While 2010’s immigration debate centered on the controversial Arizona law, 2011’s promises to be focused on a different — and even more explosive — topic: birthright citizenship.
Kris Kobach, the recently elected Kansas secretary of state, is a lawyer and professor of law who specializes in immigration issues. The architect of Arizona’s SB-1070, he is the legal mind behind two new proposals to challenge the automatic granting of citizenship to any child born in the United States, regardless of the legal status of his parents. The first proposal is state-level legislation that would not affect the federal citizenship of an illegal immigrant’s child, but would deny him citizenship of that state. The second is a state compact, which has to be adopted by at least two states and approved by Congress to be enacted, that would deny the children of illegal immigrants citizenship at both the state and the federal level.
“They’re two routes to the same destination,” says Kobach. “They attempt to restore the original meaning of the Fourteenth Amendment.”
Not everyone on the right is lauding these initiatives, although there are different grounds for opposition. Mark Krikorian, executive director of the Center for Immigration Studies, is concerned that redefining birthright citizenship before securing the border could lead to “a large, multi-generational population of illegal aliens.” Linda Chavez, chairman of the Center for Equal Opportunity, calls the efforts “a direct assault on the meaning of what it means to be an American.” Alfonso Aguilar, executive director of the Latino Partnership for Conservative Values, says the backers of the legislation are embracing a “constitutional-activist position.”
On the left, there is no interest in — and some horror at — the prospect. In August, Homeland Security Secretary Janet Napolitano called efforts to change the Fourteenth Amendment “just wrong,” a position that reflected President Obama’s, according to White House press secretary Robert Gibbs. In Tuesday’s State of the Union address, Obama urged lawmakers to “take on, once and for all, the issue of illegal immigration.” But the solutions he offered — secure borders, law enforcement, and some version of the DREAM Act – indicate that he continues to think that changing birthright citizenship is an inappropriate solution.
Joining Kobach in the effort is Pennsylvania state representative Daryl Metcalfe, who founded State Legislators for Legal Immigration. Metcalfe reports that lawmakers from 32 states have expressed interest in at least one of the initiatives, although he concedes he has “no idea” how many states will ultimately pass the legislation.
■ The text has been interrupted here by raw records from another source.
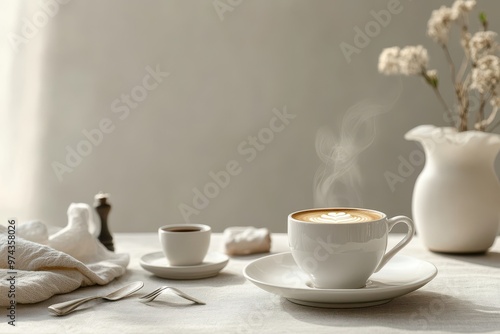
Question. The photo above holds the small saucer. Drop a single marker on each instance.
(279, 274)
(157, 264)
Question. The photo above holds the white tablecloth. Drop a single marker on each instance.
(463, 298)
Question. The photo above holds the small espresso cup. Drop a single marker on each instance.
(184, 244)
(340, 248)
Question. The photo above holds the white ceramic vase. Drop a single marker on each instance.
(456, 199)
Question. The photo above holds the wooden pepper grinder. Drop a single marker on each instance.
(102, 207)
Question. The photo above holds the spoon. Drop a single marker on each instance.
(69, 306)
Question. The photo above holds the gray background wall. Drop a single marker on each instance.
(228, 71)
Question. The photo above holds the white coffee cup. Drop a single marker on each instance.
(185, 244)
(340, 248)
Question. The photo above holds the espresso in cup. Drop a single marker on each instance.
(185, 244)
(340, 248)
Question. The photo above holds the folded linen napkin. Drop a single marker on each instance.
(60, 263)
(244, 240)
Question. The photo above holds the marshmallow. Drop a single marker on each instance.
(244, 240)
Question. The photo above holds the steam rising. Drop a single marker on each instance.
(338, 179)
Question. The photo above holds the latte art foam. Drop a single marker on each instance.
(343, 216)
(339, 217)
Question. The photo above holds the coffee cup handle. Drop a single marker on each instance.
(409, 235)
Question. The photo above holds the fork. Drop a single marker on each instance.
(152, 295)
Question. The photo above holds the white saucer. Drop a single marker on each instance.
(158, 265)
(279, 274)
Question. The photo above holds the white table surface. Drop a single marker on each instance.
(463, 298)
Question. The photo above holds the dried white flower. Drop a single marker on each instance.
(495, 102)
(462, 7)
(486, 74)
(482, 44)
(438, 26)
(388, 62)
(413, 60)
(465, 42)
(432, 74)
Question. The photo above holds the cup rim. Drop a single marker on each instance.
(291, 218)
(202, 227)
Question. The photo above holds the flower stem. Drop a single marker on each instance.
(439, 96)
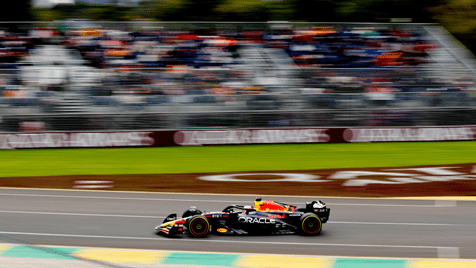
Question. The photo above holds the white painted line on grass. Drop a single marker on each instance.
(448, 252)
(445, 203)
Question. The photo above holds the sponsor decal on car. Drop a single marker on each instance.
(276, 216)
(256, 220)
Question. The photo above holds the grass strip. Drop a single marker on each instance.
(50, 162)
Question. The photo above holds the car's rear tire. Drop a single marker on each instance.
(310, 224)
(198, 226)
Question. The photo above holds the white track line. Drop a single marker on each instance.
(201, 241)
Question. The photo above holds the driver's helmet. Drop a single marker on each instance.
(247, 208)
(191, 211)
(258, 203)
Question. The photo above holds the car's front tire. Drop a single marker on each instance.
(198, 226)
(310, 224)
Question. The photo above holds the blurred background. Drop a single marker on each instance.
(178, 64)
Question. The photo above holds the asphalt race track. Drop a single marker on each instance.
(357, 227)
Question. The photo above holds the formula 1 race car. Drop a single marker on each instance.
(265, 217)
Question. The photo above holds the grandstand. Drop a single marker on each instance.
(202, 75)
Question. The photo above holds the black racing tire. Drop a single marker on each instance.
(310, 224)
(198, 226)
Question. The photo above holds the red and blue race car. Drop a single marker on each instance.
(265, 217)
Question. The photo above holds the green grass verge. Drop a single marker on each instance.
(18, 163)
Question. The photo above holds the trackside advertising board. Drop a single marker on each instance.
(196, 137)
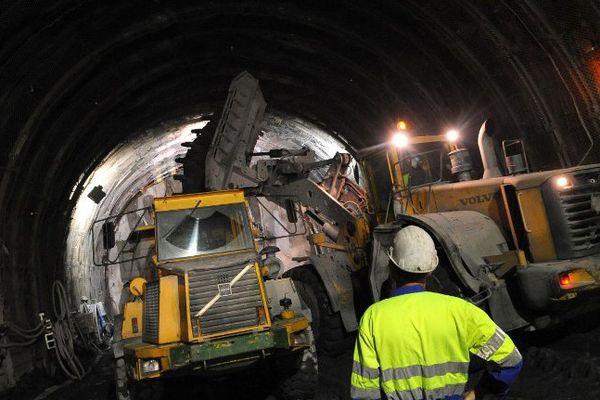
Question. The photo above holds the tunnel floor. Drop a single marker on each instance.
(559, 364)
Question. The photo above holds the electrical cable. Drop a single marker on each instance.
(29, 335)
(63, 330)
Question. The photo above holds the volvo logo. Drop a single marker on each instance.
(223, 278)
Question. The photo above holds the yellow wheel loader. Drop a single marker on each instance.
(525, 245)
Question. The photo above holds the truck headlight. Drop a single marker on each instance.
(149, 366)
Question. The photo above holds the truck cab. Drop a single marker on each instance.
(207, 307)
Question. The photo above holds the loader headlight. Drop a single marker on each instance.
(150, 366)
(563, 182)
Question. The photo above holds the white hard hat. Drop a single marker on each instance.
(413, 250)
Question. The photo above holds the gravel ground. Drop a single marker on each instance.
(560, 364)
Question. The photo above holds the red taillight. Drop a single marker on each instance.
(575, 279)
(565, 280)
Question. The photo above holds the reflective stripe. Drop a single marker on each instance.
(512, 359)
(426, 371)
(360, 393)
(365, 372)
(418, 394)
(492, 345)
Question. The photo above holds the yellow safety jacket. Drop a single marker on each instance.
(416, 345)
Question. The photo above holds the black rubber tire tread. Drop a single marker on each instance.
(299, 376)
(330, 335)
(125, 389)
(152, 389)
(121, 381)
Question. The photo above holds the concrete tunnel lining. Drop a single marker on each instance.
(80, 78)
(143, 168)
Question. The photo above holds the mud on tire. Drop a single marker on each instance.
(298, 375)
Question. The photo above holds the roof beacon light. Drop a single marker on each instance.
(452, 136)
(563, 182)
(400, 140)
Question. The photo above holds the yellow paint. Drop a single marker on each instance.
(207, 199)
(136, 286)
(393, 161)
(287, 314)
(535, 220)
(169, 329)
(132, 318)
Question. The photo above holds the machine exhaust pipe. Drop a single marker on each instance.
(487, 151)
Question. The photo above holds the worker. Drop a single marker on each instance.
(417, 344)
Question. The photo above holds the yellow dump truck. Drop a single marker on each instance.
(208, 306)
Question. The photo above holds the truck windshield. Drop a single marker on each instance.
(202, 231)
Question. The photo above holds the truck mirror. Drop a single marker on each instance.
(290, 209)
(108, 235)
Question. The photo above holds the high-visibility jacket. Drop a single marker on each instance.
(416, 345)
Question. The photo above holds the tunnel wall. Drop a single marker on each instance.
(79, 78)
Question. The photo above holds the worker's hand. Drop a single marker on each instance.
(470, 395)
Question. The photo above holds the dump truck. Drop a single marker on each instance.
(208, 308)
(218, 298)
(524, 245)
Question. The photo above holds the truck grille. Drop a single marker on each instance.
(151, 299)
(231, 311)
(574, 214)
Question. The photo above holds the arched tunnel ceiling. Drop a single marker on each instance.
(80, 77)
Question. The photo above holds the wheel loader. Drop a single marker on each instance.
(524, 245)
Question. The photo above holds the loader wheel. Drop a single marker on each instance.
(298, 375)
(330, 335)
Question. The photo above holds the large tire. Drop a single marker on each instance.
(125, 389)
(298, 375)
(330, 335)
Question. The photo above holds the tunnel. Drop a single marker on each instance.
(104, 93)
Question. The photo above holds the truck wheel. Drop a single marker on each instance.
(121, 381)
(298, 375)
(330, 335)
(127, 390)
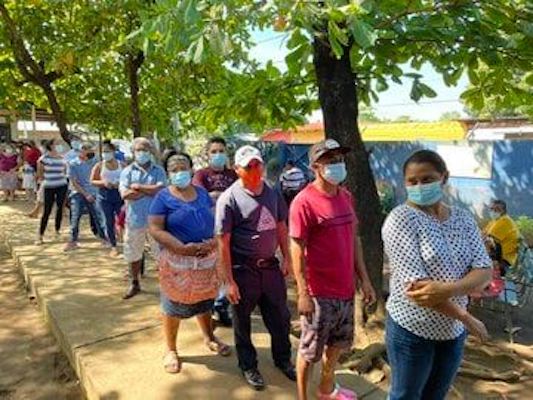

Kobach estimates that ten or more states will pass at least one of the initiatives.
If even one state passes the law that denies state citizenship to the children of illegal immigrants, there is likely to be a lawsuit. “Hopefully, it would eventually present the issue to the Supreme Court,” says Kobach, “so that we would have an authoritative statement from the court on whether ‘subject to the jurisdiction thereof’ — whether those words have any meaning or not.”
To Kobach, it is “nonsensical” to understand “subject to the jurisdiction thereof” as meaning anything other than that at least one of the parents must be a citizen of, or at least legally residing in, the United States. Talking about United States v. Wong Kim Ark, the Supreme Court decision in 1898 that many view as having settled that all babies born in the U.S., regardless of parenthood, are citizens, Kobach points out that Wong Kim Ark was the son of Chinese immigrants legally living in this country at the time of his birth.
“There are two very powerful reasons why I think the majority of the Supreme Court would agree with us. And one is that every ounce of evidence of original intent says that our understanding is correct,” says Kobach, remarking that the framers of the Fourteenth Amendment intended that birthright citizenship be given only to children whose parents had no allegiance to a different country.
“The other factor,” he adds, “is that there is a long-standing rule of interpreting the Constitution that says there are no surplus words in the Constitution. And the way the liberals want to read the Fourteenth Amendment, they treat ‘subject to the jurisdiction thereof’ as if they are surplus words meaning nothing.”